Our new Enviro (Pico W Aboard) range is designed with environmental monitoring / logging in mind. We wanted to make a range of Pico/RP2040-powered, all-in-one sensor boards that are compact, easy to install in places and straightforward to program. The wireless capability of Raspberry Pi Pico W lets Enviro integrate with other systems - so you could post your data into databases, home automation systems, or online citizen science efforts - the Internet's your lobster!

Because the least fun thing about adding lots of sensors to your environment is figuring out how supply power to everything without tons of trailing wires, they are all designed to work well off battery power.  Each Enviro board has an onboard RTC (Real Time Clock), so that they can periodically wake up from deep sleep, take a reading (and, optionally, connect to wifi) and then go back to sleep - giving you months of untethered battery life.

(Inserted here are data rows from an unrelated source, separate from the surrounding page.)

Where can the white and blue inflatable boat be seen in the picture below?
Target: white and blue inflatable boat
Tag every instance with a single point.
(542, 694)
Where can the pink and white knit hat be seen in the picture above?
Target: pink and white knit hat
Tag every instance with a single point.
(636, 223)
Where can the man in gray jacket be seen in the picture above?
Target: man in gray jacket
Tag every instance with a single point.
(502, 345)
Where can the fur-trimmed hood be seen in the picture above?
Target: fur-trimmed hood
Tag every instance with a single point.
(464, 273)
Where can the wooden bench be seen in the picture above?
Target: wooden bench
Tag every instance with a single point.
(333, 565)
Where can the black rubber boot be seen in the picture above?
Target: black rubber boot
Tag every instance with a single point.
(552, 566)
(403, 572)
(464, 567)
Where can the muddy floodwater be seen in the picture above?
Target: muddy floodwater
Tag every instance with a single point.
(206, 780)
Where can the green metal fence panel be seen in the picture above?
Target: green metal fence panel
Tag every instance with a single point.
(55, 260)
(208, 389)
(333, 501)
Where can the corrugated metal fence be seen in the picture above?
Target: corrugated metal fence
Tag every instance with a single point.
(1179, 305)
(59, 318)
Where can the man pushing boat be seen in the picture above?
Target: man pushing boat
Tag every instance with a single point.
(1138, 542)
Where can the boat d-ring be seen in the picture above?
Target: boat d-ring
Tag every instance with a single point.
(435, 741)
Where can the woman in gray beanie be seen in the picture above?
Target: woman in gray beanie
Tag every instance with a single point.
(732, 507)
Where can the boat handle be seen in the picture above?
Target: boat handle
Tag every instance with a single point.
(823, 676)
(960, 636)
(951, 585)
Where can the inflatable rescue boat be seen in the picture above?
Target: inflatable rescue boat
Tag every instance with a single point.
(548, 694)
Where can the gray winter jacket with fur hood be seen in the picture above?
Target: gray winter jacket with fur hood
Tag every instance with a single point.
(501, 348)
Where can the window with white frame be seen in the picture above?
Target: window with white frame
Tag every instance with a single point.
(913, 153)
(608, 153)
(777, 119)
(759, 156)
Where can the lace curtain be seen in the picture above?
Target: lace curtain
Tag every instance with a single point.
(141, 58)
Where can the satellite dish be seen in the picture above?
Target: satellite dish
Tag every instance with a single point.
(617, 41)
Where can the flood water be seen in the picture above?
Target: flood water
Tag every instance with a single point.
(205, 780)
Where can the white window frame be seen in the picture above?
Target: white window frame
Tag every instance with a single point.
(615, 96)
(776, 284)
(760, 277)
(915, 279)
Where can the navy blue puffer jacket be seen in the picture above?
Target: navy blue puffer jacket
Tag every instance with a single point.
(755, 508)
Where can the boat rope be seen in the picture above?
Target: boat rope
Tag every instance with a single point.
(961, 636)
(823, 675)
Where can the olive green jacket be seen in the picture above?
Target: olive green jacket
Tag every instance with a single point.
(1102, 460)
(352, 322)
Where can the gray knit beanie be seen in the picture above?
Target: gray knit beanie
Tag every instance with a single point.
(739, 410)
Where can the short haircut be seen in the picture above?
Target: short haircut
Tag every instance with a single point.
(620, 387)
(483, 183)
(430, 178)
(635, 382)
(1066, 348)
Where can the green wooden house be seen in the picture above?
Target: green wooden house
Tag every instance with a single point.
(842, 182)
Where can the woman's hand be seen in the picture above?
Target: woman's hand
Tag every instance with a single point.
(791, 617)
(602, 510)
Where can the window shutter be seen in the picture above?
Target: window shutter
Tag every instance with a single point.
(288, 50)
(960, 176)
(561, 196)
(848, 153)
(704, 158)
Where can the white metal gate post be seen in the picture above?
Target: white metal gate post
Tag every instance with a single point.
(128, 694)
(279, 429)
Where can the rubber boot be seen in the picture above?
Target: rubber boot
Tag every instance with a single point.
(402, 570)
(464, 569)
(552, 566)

We've also put together some handy accessory kits to go with our Enviro boards, that include an appropriately sized AA or AAA battery pack, a USB cable and other essentials for each board, so you can get going super quick.

Enviro Features

• Raspberry Pi Pico W Aboard
• Dual Arm Cortex M0+ running at up to 133Mhz with 264kB of SRAM
• 2MB of QSPI flash supporting XiP
• Powered and programmable by USB micro-B
• 2.4GHz wireless
• Deep sleep/wake function using RTC
• 1 x POKE (user) button
• Reset button (because we're not monsters)
• Battery connector (JST-PH connector, 5.5V max voltage)
• User/activity LED (dimmable via PWM, can only be lit when board is awake)
• Warn LED (attached to RTC)
• Qw/ST connector for attaching breakouts
• Fully assembled
• No soldering required.
• Enviro firmware
• Schematic

Enviro Indoor Features

• BME688 4-in-1 temperature, pressure, humidity and gas sensor (datasheet)
• BH1745 light (luminance and colour) sensor (datasheet)

Software

Enviro ships with some super slick provisioning software that makes it really easy to set it up and connect to things, even if it's your first foray into environmental logging/IoT. Power it up and connect to the network called 'Enviro Indoor Setup' with your phone, tablet or other wi-fi enabled device - your Pico W will walk you through the rest!

• Getting Started Guide
• Getting started with Enviro
• Enviro and InfluxDB/Grafana
• Video introduction

Connecting Breakouts

The Qw/ST connectors on Enviro boards make it super easy to connect up I2C Qwiic or STEMMA QT breakouts. If your breakout has a QW/ST connector on board, you can plug it straight in with a JST-SH to JST-SH cable. 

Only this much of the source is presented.